I also soberly realized that hope might drop out from beneath me at any moment. A key part of my therapy for anxiety and depression focused on acceptance. I had to accept my despair and darkness as a burden that God, for whatever reason, asked me to carry for the last two years. And in my efforts to continue submitting to that heavy load, I put myself in a place where He could foist it back into my hands again, imperfectly trusting that He’d somehow help me to bear it.

I also knew that a different person would be facing this illness if it decided to come back for more; a person weathered but more calloused to its stings; a person who knows now that the disorienting thick of postpartum depression is in fact temporary (something you literally cannot believe in the midst of it); a person armed with months of therapy and new knowledge about this serious but survivable ordeal. I was humbly hoping that, even if it happened again, my previous fight with this old foe would equip me to rally in the next round.

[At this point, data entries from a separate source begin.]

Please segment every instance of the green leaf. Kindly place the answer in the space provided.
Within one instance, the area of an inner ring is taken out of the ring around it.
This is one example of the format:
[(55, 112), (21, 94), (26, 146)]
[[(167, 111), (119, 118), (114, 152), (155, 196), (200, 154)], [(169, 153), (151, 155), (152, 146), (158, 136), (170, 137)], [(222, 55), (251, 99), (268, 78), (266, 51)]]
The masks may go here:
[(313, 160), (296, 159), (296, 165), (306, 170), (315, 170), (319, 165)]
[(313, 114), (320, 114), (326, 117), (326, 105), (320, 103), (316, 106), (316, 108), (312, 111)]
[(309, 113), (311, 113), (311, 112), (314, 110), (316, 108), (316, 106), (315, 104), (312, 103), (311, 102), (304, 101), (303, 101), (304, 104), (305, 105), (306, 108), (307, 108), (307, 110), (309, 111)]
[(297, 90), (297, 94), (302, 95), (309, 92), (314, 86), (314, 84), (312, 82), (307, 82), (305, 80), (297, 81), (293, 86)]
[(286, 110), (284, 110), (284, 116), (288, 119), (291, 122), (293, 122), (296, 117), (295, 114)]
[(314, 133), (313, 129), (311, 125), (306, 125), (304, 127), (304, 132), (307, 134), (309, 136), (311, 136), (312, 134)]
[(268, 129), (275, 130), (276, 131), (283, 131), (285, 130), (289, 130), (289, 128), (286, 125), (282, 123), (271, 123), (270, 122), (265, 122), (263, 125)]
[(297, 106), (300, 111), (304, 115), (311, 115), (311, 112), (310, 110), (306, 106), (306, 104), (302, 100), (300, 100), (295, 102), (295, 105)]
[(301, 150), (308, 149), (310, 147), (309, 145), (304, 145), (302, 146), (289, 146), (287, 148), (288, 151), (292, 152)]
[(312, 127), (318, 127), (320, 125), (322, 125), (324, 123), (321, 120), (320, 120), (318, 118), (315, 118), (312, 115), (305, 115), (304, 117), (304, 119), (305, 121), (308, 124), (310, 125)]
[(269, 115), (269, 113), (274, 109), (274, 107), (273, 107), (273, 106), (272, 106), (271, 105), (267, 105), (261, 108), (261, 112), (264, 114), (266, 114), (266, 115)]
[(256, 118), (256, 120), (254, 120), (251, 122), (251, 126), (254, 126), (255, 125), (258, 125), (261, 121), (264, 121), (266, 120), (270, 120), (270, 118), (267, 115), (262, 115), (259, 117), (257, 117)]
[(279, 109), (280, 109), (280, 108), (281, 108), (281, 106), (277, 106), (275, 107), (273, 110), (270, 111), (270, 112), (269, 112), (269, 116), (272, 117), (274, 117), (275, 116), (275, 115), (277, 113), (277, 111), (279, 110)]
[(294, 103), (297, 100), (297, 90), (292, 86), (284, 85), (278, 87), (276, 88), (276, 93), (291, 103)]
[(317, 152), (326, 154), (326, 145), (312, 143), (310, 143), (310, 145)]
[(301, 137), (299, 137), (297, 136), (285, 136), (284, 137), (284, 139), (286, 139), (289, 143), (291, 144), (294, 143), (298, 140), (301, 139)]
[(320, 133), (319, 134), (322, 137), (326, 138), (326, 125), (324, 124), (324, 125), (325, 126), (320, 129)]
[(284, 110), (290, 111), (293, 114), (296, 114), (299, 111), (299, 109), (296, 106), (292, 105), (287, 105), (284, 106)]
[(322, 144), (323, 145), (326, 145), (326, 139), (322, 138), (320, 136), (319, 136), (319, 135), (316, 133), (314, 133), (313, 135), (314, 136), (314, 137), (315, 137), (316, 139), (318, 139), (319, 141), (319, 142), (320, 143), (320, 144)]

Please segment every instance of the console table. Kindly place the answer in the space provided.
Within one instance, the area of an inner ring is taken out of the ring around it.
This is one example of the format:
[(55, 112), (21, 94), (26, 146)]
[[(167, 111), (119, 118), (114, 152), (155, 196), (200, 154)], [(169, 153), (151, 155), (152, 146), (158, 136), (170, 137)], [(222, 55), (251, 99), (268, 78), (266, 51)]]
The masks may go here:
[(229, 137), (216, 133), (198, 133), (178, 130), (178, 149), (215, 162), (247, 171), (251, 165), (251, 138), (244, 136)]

And so the big question looming over all of this backstory and speculation: Did it happen? Is it happening right now? Knowing about my history, many of you dear friends have asked how I’m doing, usually with a pointed and compassionate clarification that you mean mentally as well as generally. And I am actually so, so thankful for those questions. They tell me that the secrecy and delicate silence surrounding this rather common illness is losing its hold on us culturally. They assure me that my community is keeping a watchful eye on its members and that we are feeling brave enough to ask a new mother how she is doing… really doing… and opening ourselves up to whatever raw, uncomfortable answer she might lay out before us. Thank God for you all.

Postpartum Depression can occur at any time during the two years following a pregnancy, so I’ve been prayerfully and cautiously optimistic when I answer that, at several weeks out, I’m doing really well. In fact, I’m experiencing my second bout with motherhood much as I expected to experience the first. I’m tired, frazzled, and stretched in a dozen directions, but joyful… and that’s just normal. And, oh, how I desperately wanted normal in the black aftermath of my first birth. Like I wrote above, I’m still not 100% recovered in the broadest sense of the word, and some of my usual anxieties have flared a little after this recent birth. But these days I’m functional and coping and, as a gift of grace from God, I’m happy. And that’s more than enough to be thankful for.